The disclosure was made to finance committee members
It comes after errors in the way UK Government spending for Scotland is calculated were discovered by economists Jim and Margaret Cuthbert.
The discrepancies were found in the annual Government Expenditure and Revenue in Scotland (GERS) report.
Dr Andrew Goudie, chief economic adviser, said he was investigating.
According to the most recent report, published in December, net borrowing was about £11bn, with a lesser estimate of £6 bn when the impact of North Sea oil had been taken into account.
The Cuthberts - a husband and wife team - had argued that certain types of spending in areas such as prisons, courts and nature conservation is excluded from some calculations made in England but not in Scotland.
The Cuthberts' study was published in the quarterly economic commentary of Strathclyde University's Fraser of Allander Institute, which backed their concerns.
Dr Goudie, who was giving evidence to the Scottish Parliament's finance committee, said he had written to the Treasury so that the figures could be checked.
"We are very grateful for the work that the Cuthberts have done," he said.
"It has brought to light something that is extremely important and I for one welcome the fact that they have identified something here that we are certainly pursuing very strongly now.
"My team have also been in continual contact with them since, in order to try and improve it."
However, he insisted that estimates in GERS were as accurate as could be expected given the figures available to his team.
Wendy Alexander said it was a fitting day to discuss the issue
Committee convener Wendy Alexander said it was a fitting day to be discussing the issue.
"I think it would be hard to think of a more appropriate day than the 300th anniversary of the Act of Union for the Scottish Parliament to be debating the essential character of the current financial relationship between Scotland and the rest of the UK," she said.
Scottish National Party finance spokesman John Swinney said: "The revelations this morning by senior executive civil servants blows a hole in Labour's scaremongering attempts to mislead the Scottish people about our real fiscal position.

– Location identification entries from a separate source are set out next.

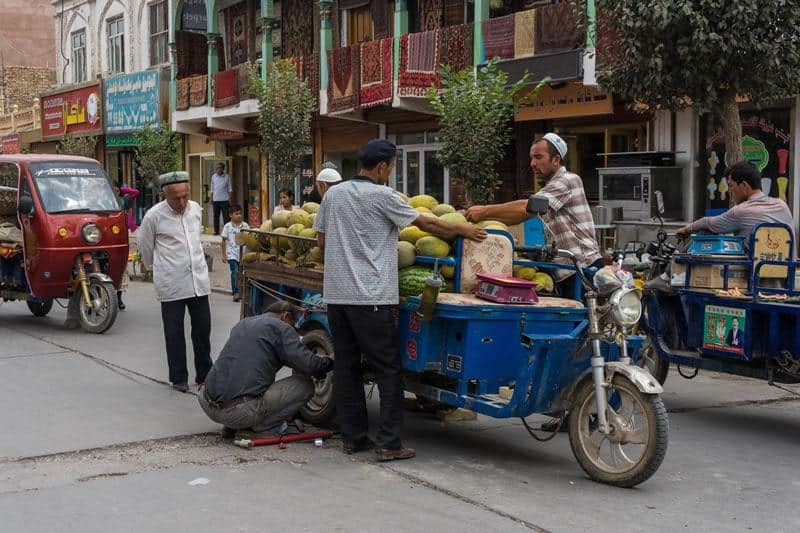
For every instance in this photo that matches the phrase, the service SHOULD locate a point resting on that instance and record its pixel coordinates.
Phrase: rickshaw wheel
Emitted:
(39, 306)
(634, 449)
(99, 319)
(321, 408)
(650, 361)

"While the SNP have long argued that GERS is an inaccurate, politically motivated exercise, the evidence heard in parliament this morning now completely confirms our case. The SNP believe in a successful Scotland, while Labour just want to hold the economy back."
Professor Gavin McCrone, general secretary of the Royal Society of Edinburgh, claimed the Barnett Formula - used to adjust public expenditure figures - was out of date and a new independent needs assessment was needed.
Speaking during a round-table discussion he also told MSPs that he rejected the term "subsidy" often used to describe the deficit and insisted there had been no deliberate intention to give Scotland more money.
"There is increasing pressure from parts of England to look at all of this again and Lord Barnett has said himself that he no longer believes his formula is appropriate," he said.
A study would show that Scotland needs more public money than the national average, given issues such as the sparseness of the population, Mr McCrone added.